The story is of a lawyer, Mason Bridges, who gets in over his head in a high-stakes home poker game. In order to recoup his losses, he "borrows" $10,000 that a client had left in his practice's office safe. He has no way to replace it if he loses, so he's desperate. The game is five-card stud, with the first card face down, the other four up, one at a time, each followed by a betting round. They're playing it no-limit.
By the end of the hand, Bridges has three queens showing, and the fourth as his down card, while his opponent has three tens showing, and all indications are that he, too, has quads.
They raise each other until finally Bridges confidently puts his whole ten grand into the middle. This finally convinces his opponent that Bridges really does have four queens, and not just the three he can see. He shows his hidden fourth ten, and reluctantly folds.
Bridges relaxes and takes one last look at his hole card, and discovers, to his horror, that he had misread it — it's actually a jack! Had his opponent called, he would have lost the money, and with it both his career and his freedom.
He admits, as he recounts the story later, that he would never have had the nerve to bet that much on a bluff. His vision had been blurred by so desperately seeing what he wanted to see, and this fact was the only thing that allowed him to project a convincing image of a man sitting on an unbeatable hand.
The Art of Self-Deception
Today's lesson, then, is about bluffing. Of course, it's hard to recommend that you make yourself unaware that you're bluffing. After all, by definition, you can't consciously make an action unconscious. But you can, and should, deliberately think the thoughts you would if you really had the hand that you're representing. Recall George Costanza's much-quoted line from Seinfeld — "it's not a lie if you believe it."
I think most of us do the opposite. While waiting for an opponent to respond to our bluff bet, our thoughts are along the lines of, "Please fold.
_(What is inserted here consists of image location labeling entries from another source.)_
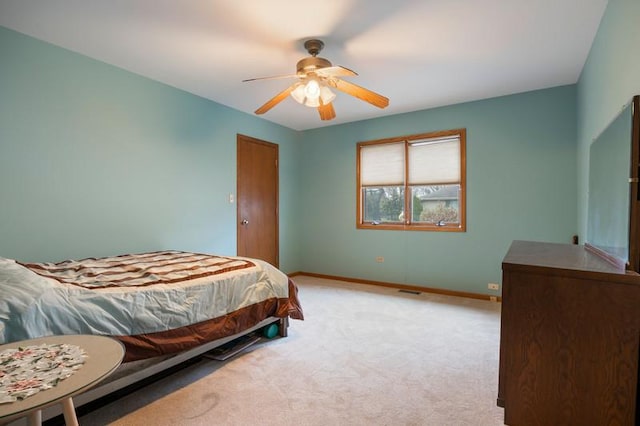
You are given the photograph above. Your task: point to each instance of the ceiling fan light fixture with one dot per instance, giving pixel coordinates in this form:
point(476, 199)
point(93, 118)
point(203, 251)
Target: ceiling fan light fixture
point(326, 95)
point(310, 93)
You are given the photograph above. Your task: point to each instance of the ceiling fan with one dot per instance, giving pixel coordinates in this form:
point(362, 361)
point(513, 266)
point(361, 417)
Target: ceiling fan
point(316, 77)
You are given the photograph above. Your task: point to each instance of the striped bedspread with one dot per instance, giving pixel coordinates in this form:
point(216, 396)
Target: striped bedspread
point(134, 270)
point(155, 303)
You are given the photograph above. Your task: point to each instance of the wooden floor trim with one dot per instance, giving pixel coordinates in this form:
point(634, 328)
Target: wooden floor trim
point(401, 286)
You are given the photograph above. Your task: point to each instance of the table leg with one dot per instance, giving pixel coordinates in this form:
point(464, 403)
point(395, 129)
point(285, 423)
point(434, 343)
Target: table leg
point(34, 418)
point(69, 412)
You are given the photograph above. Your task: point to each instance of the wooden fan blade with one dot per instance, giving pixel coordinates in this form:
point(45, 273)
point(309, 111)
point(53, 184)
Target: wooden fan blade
point(337, 71)
point(359, 92)
point(326, 111)
point(275, 77)
point(275, 100)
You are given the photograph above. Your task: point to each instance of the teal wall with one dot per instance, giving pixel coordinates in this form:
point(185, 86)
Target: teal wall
point(609, 79)
point(521, 184)
point(95, 160)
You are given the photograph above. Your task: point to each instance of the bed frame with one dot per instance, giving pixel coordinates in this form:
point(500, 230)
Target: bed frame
point(136, 371)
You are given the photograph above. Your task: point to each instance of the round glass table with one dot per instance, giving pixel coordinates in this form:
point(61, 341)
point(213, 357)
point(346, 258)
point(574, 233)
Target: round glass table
point(104, 355)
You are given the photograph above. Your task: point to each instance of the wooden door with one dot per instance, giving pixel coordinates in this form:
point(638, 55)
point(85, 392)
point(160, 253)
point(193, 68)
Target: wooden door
point(257, 220)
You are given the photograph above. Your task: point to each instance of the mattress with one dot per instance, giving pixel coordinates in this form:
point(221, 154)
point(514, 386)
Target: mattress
point(155, 303)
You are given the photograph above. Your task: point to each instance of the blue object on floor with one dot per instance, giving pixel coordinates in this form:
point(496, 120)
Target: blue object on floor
point(270, 331)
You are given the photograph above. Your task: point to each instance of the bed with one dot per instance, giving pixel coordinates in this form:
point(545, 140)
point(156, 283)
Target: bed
point(164, 306)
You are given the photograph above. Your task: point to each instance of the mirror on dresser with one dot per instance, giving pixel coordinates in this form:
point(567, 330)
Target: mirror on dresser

Oh, please let me get away with it, just this one time! No, don't call! Fold, already, FOLD, DAMN YOU!"
While you're engaged in such thinking, you have to exert considerable effort not to let those toxic thoughts and emotions be translated into visible tells that your opponent might notice. This is difficult, because it means thinking one thing and doing the opposite. The mismatch can leak out as information that betrays you.
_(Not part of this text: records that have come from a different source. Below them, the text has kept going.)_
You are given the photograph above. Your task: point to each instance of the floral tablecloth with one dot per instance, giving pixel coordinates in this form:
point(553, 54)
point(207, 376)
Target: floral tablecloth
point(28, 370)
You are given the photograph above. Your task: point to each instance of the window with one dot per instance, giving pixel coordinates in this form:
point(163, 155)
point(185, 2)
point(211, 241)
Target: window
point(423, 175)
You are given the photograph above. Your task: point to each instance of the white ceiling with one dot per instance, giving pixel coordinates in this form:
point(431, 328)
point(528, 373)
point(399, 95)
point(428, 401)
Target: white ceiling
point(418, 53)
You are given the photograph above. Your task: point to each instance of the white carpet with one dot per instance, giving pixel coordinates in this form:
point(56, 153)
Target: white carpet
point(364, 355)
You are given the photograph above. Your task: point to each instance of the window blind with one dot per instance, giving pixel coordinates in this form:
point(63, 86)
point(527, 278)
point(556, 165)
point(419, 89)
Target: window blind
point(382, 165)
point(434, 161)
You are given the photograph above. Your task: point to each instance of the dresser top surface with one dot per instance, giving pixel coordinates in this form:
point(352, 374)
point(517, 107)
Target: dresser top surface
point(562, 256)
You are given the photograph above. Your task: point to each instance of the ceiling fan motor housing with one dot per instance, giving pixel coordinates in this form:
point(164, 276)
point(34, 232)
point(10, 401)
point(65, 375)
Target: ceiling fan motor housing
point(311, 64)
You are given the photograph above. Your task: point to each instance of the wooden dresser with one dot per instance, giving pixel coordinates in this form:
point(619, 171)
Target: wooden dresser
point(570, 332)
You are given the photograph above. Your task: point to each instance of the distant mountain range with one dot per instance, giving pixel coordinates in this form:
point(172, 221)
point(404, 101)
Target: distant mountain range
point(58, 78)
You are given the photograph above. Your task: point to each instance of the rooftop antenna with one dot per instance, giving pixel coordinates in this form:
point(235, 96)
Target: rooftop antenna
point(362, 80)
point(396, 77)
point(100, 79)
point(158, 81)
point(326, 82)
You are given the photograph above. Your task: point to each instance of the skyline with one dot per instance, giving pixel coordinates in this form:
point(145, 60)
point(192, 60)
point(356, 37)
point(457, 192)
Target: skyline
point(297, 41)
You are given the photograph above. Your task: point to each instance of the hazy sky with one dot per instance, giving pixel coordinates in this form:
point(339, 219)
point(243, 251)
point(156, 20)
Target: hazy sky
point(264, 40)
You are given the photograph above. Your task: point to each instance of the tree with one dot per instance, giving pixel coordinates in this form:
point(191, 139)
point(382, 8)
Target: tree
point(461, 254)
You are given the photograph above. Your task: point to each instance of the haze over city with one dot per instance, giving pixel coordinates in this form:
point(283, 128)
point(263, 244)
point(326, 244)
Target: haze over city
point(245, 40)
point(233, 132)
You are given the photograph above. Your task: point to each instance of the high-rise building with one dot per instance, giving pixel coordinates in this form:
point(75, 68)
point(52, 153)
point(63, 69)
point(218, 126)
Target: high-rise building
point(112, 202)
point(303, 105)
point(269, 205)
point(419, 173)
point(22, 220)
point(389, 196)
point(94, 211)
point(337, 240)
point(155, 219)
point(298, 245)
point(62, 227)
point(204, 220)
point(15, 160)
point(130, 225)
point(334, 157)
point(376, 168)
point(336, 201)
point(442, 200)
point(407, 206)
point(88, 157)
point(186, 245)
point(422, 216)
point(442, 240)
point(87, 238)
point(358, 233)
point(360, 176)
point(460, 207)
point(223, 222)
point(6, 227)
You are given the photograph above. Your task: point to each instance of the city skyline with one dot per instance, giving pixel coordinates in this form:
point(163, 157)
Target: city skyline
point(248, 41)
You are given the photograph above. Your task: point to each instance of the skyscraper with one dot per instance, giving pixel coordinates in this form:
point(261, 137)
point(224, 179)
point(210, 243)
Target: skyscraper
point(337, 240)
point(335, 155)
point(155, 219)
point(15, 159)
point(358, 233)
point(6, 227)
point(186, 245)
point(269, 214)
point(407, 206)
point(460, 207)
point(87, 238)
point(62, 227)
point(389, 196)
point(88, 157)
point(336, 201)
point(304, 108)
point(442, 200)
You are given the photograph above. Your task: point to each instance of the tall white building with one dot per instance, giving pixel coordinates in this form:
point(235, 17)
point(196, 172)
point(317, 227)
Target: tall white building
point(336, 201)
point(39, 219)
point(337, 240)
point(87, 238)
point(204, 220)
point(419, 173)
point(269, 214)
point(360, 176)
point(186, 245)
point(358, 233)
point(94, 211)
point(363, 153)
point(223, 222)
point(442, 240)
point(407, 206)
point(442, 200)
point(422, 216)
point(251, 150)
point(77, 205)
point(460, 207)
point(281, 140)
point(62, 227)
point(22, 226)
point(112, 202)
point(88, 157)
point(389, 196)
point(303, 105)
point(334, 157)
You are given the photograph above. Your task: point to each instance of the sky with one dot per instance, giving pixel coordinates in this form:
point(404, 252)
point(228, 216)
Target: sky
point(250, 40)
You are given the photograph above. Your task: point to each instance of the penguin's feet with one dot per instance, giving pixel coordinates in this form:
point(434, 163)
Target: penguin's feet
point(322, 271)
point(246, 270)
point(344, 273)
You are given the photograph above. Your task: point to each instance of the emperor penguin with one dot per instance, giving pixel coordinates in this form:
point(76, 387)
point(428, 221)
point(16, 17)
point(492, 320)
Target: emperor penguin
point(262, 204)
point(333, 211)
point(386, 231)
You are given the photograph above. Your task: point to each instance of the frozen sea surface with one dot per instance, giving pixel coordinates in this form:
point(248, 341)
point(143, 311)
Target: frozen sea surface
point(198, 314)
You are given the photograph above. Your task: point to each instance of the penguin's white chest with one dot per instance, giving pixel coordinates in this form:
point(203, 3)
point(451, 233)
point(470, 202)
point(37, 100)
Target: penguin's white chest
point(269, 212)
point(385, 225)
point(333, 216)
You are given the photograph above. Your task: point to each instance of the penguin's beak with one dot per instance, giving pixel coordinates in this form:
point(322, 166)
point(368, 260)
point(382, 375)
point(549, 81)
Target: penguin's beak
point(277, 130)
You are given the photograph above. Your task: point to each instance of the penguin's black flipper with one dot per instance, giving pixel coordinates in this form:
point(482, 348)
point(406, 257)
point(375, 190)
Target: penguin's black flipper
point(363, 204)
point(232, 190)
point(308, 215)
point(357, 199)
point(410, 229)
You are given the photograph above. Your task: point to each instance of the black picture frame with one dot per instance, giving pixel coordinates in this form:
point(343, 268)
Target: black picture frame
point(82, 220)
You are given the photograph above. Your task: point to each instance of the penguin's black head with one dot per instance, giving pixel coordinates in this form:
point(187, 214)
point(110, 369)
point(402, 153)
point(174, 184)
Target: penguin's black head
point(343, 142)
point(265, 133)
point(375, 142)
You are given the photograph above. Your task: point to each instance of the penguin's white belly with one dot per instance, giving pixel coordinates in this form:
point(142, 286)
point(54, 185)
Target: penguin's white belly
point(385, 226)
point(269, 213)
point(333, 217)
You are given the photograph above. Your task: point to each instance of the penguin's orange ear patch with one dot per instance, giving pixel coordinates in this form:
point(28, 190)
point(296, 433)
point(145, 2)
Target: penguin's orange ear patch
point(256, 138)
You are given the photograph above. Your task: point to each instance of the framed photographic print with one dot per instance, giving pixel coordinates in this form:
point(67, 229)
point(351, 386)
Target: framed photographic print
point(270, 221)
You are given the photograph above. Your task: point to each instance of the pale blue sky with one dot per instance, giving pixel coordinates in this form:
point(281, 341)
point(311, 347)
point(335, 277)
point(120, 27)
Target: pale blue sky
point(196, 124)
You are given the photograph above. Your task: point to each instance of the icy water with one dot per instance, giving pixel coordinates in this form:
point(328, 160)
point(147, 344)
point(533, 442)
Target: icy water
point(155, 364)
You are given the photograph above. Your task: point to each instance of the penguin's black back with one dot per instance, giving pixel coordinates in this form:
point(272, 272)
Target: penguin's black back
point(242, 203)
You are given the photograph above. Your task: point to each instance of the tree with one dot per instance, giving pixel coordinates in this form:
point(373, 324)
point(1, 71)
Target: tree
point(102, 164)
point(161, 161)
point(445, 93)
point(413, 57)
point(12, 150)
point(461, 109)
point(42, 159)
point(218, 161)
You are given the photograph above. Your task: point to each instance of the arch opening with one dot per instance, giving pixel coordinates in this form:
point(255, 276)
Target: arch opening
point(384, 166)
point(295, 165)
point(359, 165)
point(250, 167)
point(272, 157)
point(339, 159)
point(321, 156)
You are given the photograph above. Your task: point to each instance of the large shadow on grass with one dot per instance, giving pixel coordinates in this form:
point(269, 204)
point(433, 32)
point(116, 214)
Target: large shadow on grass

You try to laugh to sound relaxed, but it comes across as forced and nervous. You try to sit back as if in confidence, but all your muscles are tensed in a bad imitation of somebody holding a winner. You try to chat nonchalantly, but your voice comes out unnaturally pinched or choppy.
I'm suggesting instead you tell yourself that you actually did catch the winning straight or flush that your opponent is worried about. That is, intentionally induce a mild form of self-deception — specifically, repeating to yourself the thoughts you would have if you really had the winner:
"Yep, I've got it. You're going to be mad when you see that I chased that draw and got there. Please call, dude — I could use the money. There's no better feeling than holding the nuts like this. You're thinking that your top pair is probably good here, but you're wrong. Go ahead and put your chips in, so I can show you just how wrong you are. This pot is mine — all mine."
When you feed yourself a script like this, you don't consciously have to try to imitate the appearance and actions of strength. With a little practice, you can just let them flow naturally from your thoughts, eliminating the dangerous discrepancy between the words running through your panicked mind and your stressed imitation of relaxed body language.